Many people start new exercise programs as part of their New Year’s Resolution to lose weight, but be careful! A rushed reconditioning program may find you injured instead. Doing new exercises with repetitive stress being placed on the muscles, joints, tendons, ligaments and bones may find you more susceptible to sprains, pulled muscles, fractures, shin splints and other injuries. Proper technique and form can reduce the risk of injury and decrease muscle tension and weakness. NMR uses a functional movement assessment that finds the weak link or physical imbalances within primary movement patterns. By utilizing the results of this assessment, NMR can help you meet your weight and exercise goals by building your strength, endurance and flexibility by developing an individualized treatment program which takes into consideration your body’s specific needs.
Start the new year and your new exercise regimen healthy, stronger and safe!
Try this exercise to strengthen and tone your abdominals, core,
glutes, thighs and shoulders.
Planks strengthen and tone abdominals, core, glutes, thighs and shoulders.
Starting position: Forearms on the floor, palms down, shoulders and head neutral. Legs extended.
Exercise: Firmly brace abdominals; tighten quads (thigh), squeeze glutes. Slightly tuck pelvis under to protect the low back. Hold for 30 seconds.
CAUTION: DO NOT ALLOW LOW BACK TO SAG OR SHOULDERS TO SHRUG.
Chin tuck exercises are most effective postural exercises for combating neck pain and improving posture. This exercise strengthens muscles that improve cervical spine alignment over the shoulders, it also stretches the scalene and suboccipital muscles (muscles that attach to the back of the head). Consciously activating deep neck muscles can aid in reducing headaches and improving blood flow to the brain!

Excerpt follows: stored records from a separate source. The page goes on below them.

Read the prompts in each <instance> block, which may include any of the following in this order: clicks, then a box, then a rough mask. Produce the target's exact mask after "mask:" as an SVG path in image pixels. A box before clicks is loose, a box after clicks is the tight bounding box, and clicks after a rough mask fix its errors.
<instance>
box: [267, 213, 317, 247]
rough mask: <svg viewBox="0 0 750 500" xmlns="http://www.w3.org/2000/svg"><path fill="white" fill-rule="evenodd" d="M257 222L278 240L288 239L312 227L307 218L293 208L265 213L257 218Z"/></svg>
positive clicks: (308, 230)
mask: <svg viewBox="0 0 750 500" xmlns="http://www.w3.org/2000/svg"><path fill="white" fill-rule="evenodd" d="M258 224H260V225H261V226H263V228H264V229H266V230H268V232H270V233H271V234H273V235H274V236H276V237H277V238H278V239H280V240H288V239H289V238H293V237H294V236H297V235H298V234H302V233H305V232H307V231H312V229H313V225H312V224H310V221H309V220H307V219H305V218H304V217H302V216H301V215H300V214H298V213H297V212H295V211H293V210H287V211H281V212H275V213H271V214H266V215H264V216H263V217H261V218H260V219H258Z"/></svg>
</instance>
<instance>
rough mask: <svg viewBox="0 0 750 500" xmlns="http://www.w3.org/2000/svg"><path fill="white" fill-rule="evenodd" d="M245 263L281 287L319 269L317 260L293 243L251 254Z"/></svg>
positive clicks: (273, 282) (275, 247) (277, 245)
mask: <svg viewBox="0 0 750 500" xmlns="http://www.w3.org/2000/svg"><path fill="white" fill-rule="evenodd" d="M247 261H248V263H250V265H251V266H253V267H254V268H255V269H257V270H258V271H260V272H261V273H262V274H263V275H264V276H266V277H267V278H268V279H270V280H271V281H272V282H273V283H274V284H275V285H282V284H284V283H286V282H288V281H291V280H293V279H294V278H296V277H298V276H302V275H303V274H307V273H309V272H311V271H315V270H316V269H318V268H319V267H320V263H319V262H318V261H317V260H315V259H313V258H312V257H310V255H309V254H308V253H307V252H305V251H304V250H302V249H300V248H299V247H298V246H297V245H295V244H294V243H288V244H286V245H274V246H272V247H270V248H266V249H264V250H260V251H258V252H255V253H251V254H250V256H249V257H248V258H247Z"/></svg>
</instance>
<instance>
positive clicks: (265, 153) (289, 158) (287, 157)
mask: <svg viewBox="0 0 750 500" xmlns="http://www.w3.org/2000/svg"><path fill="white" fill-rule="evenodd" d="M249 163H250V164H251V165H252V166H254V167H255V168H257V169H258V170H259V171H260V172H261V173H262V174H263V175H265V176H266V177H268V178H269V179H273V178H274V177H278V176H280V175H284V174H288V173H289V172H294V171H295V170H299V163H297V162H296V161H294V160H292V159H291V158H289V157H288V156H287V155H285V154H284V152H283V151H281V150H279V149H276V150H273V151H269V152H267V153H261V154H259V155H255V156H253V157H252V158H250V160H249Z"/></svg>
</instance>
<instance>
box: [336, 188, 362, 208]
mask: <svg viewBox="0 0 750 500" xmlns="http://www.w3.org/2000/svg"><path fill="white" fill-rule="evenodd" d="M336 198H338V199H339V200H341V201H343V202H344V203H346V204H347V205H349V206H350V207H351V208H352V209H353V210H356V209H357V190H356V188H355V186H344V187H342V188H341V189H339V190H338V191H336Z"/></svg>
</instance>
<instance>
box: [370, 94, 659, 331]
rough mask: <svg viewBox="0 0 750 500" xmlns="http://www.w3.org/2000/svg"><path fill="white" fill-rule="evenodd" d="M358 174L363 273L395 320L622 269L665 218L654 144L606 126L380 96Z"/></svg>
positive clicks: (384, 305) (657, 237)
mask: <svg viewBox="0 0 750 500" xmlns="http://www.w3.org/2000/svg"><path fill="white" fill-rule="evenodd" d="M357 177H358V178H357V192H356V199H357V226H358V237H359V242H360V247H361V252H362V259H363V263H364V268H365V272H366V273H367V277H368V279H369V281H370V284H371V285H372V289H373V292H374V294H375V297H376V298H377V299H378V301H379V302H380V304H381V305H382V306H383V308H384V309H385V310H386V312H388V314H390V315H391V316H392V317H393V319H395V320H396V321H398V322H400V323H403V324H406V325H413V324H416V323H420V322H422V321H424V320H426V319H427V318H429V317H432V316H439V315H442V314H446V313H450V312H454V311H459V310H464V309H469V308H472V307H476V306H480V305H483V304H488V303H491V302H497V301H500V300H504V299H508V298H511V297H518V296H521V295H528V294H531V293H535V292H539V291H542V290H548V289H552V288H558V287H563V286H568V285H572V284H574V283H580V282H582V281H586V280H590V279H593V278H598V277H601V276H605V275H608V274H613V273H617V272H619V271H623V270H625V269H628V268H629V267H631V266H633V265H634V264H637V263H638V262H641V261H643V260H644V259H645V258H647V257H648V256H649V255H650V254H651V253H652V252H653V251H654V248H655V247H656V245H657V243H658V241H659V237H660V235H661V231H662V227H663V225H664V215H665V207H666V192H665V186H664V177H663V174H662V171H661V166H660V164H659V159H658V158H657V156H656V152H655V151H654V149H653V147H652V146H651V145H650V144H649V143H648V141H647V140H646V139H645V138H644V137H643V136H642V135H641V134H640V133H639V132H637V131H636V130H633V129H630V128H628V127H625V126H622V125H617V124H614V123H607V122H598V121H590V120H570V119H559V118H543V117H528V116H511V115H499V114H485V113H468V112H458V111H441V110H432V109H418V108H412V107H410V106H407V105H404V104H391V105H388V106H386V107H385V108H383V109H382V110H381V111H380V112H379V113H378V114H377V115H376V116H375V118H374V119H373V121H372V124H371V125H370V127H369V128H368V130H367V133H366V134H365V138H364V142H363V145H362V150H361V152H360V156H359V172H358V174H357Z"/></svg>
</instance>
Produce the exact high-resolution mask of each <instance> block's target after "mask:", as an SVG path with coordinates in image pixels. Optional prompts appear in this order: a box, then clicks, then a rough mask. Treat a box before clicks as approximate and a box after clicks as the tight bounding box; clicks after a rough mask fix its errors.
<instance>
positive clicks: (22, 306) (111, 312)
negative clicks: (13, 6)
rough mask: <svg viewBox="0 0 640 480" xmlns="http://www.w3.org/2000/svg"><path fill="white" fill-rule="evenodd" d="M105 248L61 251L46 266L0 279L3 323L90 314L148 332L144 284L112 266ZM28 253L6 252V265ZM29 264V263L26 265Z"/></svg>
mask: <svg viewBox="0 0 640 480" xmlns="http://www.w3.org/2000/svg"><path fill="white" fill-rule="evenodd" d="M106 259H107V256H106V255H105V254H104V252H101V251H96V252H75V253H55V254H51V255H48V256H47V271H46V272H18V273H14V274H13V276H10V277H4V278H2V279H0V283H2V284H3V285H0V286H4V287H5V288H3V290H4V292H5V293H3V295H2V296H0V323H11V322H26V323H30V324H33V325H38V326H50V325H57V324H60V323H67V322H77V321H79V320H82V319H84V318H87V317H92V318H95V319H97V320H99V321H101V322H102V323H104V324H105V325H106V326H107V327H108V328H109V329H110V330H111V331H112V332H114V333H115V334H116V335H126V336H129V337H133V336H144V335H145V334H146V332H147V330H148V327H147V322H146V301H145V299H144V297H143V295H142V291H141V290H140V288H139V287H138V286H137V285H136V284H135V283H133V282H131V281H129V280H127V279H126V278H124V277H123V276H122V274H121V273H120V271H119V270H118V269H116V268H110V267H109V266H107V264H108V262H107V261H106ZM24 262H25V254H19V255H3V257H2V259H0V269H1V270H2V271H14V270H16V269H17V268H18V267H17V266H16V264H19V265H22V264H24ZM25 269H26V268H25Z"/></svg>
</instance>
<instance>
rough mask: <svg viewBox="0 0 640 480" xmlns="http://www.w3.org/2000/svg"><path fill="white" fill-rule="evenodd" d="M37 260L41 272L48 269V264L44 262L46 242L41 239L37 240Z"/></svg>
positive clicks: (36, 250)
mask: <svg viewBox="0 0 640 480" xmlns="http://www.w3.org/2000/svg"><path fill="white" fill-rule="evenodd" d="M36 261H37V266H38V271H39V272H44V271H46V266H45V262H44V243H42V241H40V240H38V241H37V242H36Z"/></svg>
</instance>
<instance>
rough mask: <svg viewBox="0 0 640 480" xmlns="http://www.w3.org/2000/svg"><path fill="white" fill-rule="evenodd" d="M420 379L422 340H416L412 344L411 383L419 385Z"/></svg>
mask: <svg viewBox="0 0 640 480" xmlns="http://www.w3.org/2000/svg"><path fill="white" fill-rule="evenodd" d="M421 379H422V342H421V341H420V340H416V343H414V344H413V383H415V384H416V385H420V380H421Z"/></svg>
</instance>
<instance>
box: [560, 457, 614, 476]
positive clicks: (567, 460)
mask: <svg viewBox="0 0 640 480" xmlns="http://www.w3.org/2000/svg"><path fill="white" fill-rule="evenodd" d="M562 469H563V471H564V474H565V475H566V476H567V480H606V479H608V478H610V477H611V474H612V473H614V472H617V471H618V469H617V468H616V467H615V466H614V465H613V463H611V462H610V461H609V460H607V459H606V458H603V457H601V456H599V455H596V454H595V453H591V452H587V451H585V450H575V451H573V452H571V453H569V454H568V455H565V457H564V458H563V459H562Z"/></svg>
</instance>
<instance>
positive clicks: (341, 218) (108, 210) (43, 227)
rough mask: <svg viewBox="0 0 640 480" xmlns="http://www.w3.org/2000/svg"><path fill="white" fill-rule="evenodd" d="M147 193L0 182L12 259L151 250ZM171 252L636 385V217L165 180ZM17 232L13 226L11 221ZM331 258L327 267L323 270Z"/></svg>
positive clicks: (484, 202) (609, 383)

While lying on your back, tuck your chin towards your chest and press the back of your head into the floor.
Keep your head in contact with the ground throughout the exercise.
Cervical Spine Retraction
While either standing or sitting, start by placing your thumb in the notch in your neck and your index finger in front of your chin. Next, draw your chin straight back in towards your neck. Hold this position for the designated amount of time and then repeat.